Yerin merkezine ilişkin Axis mundi imajı (belki de beslenmeyi sağlayan göbek bağına benzer şekilde) genellikle dişil betimlenir. Bu bir doğal obje (dağ, ağaç, asma, sürgün, duman veya ateş gibi) ya da insanlar tarafından üretilmiş bir şey (kule, merdiven, mayıs direği, haç, çan kulesi ya da minare, ip, totem direği, sütun) olabilir. Göğe yakınlığı bazen dini(pagoda, tapınak tepesi, minare, kilise) bazen seküler(obelisk, deniz feneri, roket, gökdelen) anlamlar taşıyabilir ve dinsel veya seküler bağlamlarda görülür.[3] Axis mundi sembolizmi şaman pratiklerinden, animist inanç sistemlerine, büyük dünya dinlerinden teknolojik gelişmenin ürettiği "urban center"lara kadar birçok alanda görülebilir. Mircea Eliade'nin dediği gibi "Kozmogoni, tüm inşalarda örnek alınan oluşumdur. İnşa edilen her yeni şehir, her yeni ev, dünyanın yaradılışını bir anlamda bir daha tekrarlar. Aslında her şehir ve her konut "evrenin merkezinde" bulunmaktadır.[4]

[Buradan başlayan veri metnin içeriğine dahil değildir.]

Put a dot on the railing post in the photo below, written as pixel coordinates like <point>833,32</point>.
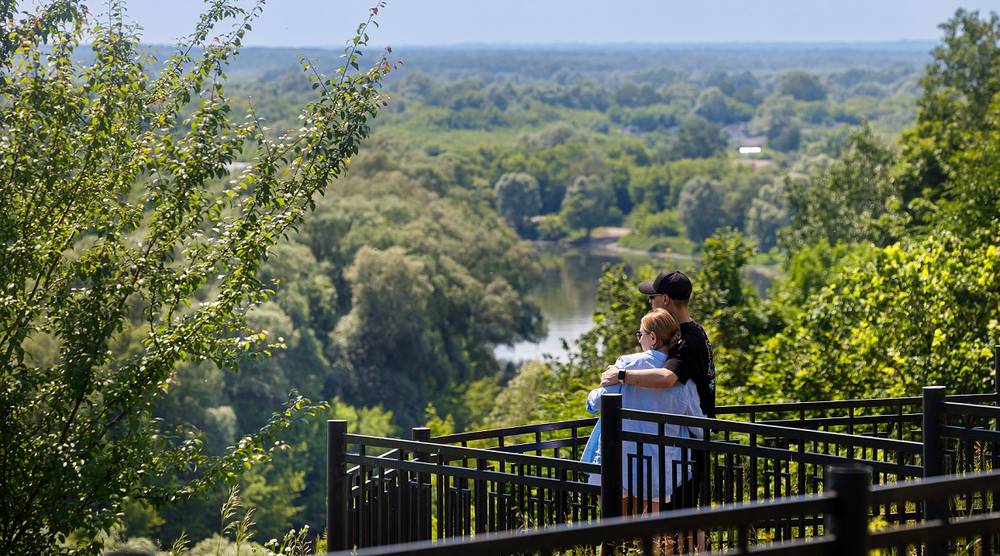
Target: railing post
<point>336,485</point>
<point>611,455</point>
<point>933,446</point>
<point>849,521</point>
<point>933,456</point>
<point>996,372</point>
<point>422,517</point>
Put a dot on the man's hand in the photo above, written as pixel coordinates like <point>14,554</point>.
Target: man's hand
<point>610,376</point>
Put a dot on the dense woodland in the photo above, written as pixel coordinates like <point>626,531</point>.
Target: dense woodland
<point>876,197</point>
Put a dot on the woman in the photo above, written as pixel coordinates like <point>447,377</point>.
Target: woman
<point>658,332</point>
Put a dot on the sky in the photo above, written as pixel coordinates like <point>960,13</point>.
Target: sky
<point>328,23</point>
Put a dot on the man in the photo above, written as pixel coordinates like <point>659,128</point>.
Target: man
<point>689,359</point>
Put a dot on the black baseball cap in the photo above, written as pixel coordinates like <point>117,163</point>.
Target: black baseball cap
<point>672,283</point>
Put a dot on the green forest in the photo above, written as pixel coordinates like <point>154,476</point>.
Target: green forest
<point>208,255</point>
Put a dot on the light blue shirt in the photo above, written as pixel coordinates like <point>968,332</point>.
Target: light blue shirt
<point>679,399</point>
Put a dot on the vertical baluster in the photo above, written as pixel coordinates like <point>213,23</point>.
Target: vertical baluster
<point>661,466</point>
<point>753,460</point>
<point>337,487</point>
<point>422,515</point>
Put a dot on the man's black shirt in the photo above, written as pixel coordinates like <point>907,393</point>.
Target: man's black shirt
<point>691,358</point>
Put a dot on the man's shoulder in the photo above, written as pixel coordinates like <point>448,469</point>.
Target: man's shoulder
<point>693,329</point>
<point>640,360</point>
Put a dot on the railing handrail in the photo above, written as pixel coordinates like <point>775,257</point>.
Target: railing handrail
<point>453,453</point>
<point>842,404</point>
<point>955,408</point>
<point>934,487</point>
<point>479,474</point>
<point>614,528</point>
<point>723,447</point>
<point>794,433</point>
<point>730,515</point>
<point>516,430</point>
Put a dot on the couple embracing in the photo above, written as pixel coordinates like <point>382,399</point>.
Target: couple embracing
<point>673,373</point>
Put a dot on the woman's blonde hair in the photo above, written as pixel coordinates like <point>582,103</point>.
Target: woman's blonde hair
<point>663,324</point>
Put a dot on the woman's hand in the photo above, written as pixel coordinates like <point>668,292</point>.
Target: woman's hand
<point>610,376</point>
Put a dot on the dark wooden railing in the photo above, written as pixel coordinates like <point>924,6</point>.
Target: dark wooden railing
<point>851,525</point>
<point>527,477</point>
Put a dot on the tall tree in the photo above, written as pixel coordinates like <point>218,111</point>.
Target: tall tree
<point>125,253</point>
<point>958,87</point>
<point>700,208</point>
<point>589,203</point>
<point>853,200</point>
<point>518,199</point>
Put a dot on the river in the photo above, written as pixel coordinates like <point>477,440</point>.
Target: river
<point>567,295</point>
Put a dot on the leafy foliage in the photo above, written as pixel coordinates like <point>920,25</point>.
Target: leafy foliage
<point>124,255</point>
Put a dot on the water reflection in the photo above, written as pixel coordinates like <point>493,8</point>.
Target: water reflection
<point>567,296</point>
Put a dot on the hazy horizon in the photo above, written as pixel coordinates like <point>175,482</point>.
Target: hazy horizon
<point>464,23</point>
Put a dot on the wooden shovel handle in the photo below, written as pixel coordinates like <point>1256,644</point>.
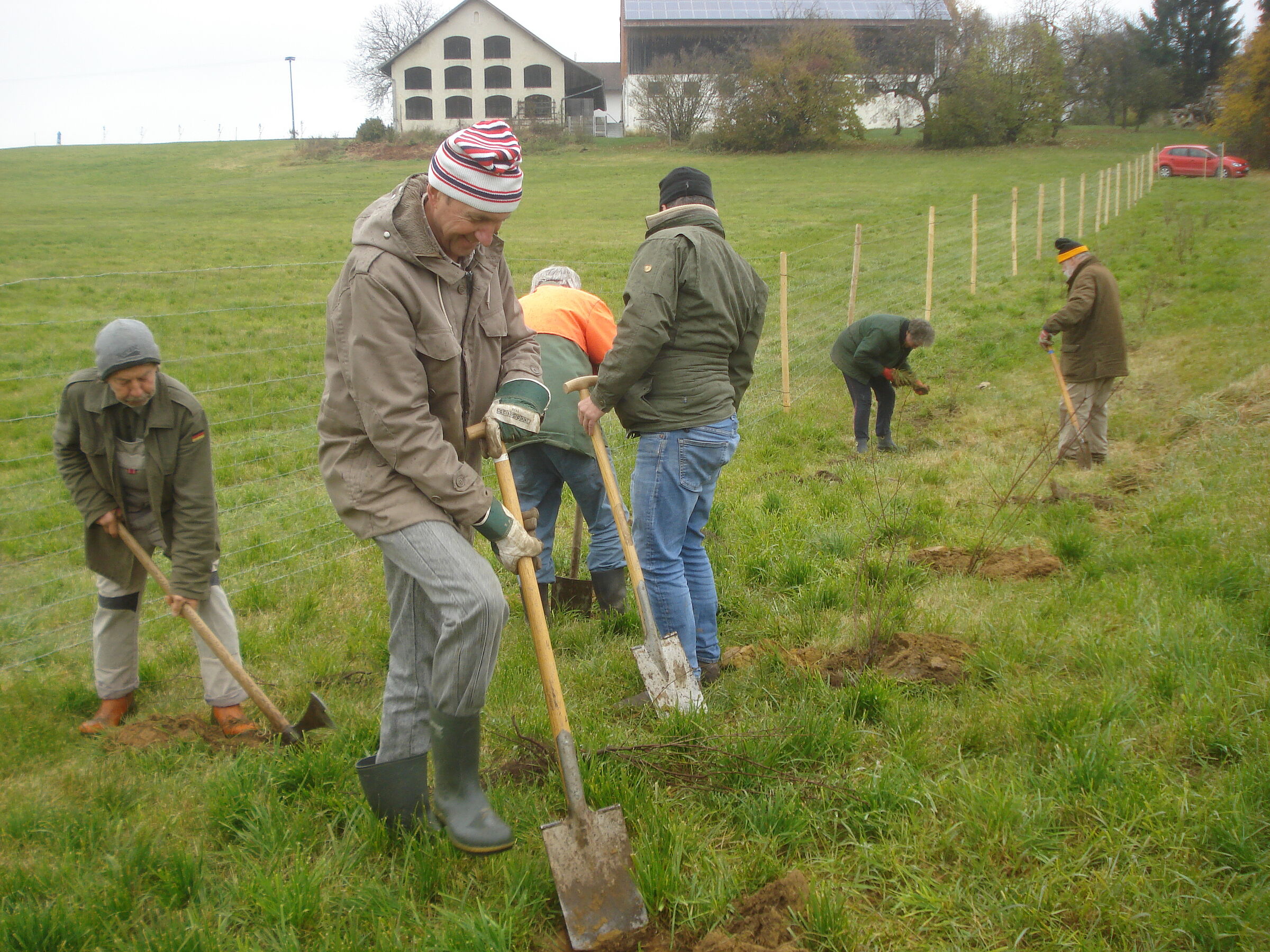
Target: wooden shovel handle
<point>280,724</point>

Mircea Eliade'ye göre merkez simgeciliği ve kozmolojik imaları üç ana unsur etrafında toplanırlar:

  1. Dünyanın merkezinde, yerle göğün birleştiği "kutsal dağ" bulunmaktadır.
  2. Her tapınak ya da saray ve biraz daha geniş bakarsak her kutsal ev "kutsal dağla" özdeşleştirilir ve böylece "merkez" olur.
  3. Axis mundi'nin geçtiği yerler olarak kutsal şehir ya da tapınak, gök, yer ve yeraltının birleştiği bir yer olarak görülür.

Yerin merkezi olarak dağlar

Hint inanışlarına göre Meru Dağı, dünyanın ortasında bulunmakta ve üzerinde kutup yıldızı parlamaktadır. Filistin'de bulunan Tabor dağının adı, "göbek", "omphalos" anlamına gelen tabbur'dan gelmektedir.Gerizim dağı da dünyanın göbeği olarak bilinir. Hristiyanlara göre Gogoda tepesi dünyanın merkezinde bulunmaktadır, hem dağın zirvesi hem de Adem'in gömüldüğü yer burasıdır.[5]

Tapınakların ve şehirlerin kozmik bir dağ ile özdeşleştirilmesine de sık sık rastlanır. Kral Gudea döneminden kalma bir silindir mühürde "(Kralın) inşa ettirdiği (Tanrının) odası, kozmik dağ gibidir" yazmaktadır.[6] Doğudaki her şehir dünyanın merkezinde bulunmaktadır. Mezopotamya ziguratları da kozmik dağlar sayılmıştır. Güney Asya'daki Borobudur tapınağı ve Angkor Vat kozmik dağlara benzer biçimde inşa edilmiş tapınaklardan en bilinenleridir.

Yerin merkezi olarak ağaç

Bazı mitolojilerde ağaç yerin merkezi olarak belirlenmiştir

Hayat ağacı ile ilgili mitlerde ve efsanelerde evrenin merkezinde bulunan ve göğü, yeri ve cehennemi birbirine bağlayan bir Hayat ağacı düşüncesi sık sık karşımıza çıkar. Bu mitsel yapının İskandinavya ve Orta Asya inançlarında, özellikle de Altay ve Cermen halklarında özel bir değeri vardır. Ancak kökenin Mezopotamya olduğu sanılmaktadır.[7] Genelde ağaç, dünyanın merkezinde bir dağın zirvesinde bulunur. Şaman göğe çıkarken, mistik yolculuğu sırasında dokuz ya da yedi basamaklı bir ağaca tırmanır. Genelde bu yolculuğu yedi basamaklı kutsal bir direk üzerinde gerçekleştirir; bu direğin dünyanın merkezinde olduğu varsayılır. Kutsal direk ve ağaç, evrenin merkezinde bulunan ve dünyayı taşıyan kozmik direkle örtüşen simgelerdir.[7] Altaylılar tanrıların atlarını bu direğe bağladığına; takımyıldızların bu direğin etrafında oluştuğuna inanır. Aynı kavrama İskandinavya'da da rastlanır. Odin atını Yggdrasil'e (kelime anlamı Odin'in atıdır) bağlar.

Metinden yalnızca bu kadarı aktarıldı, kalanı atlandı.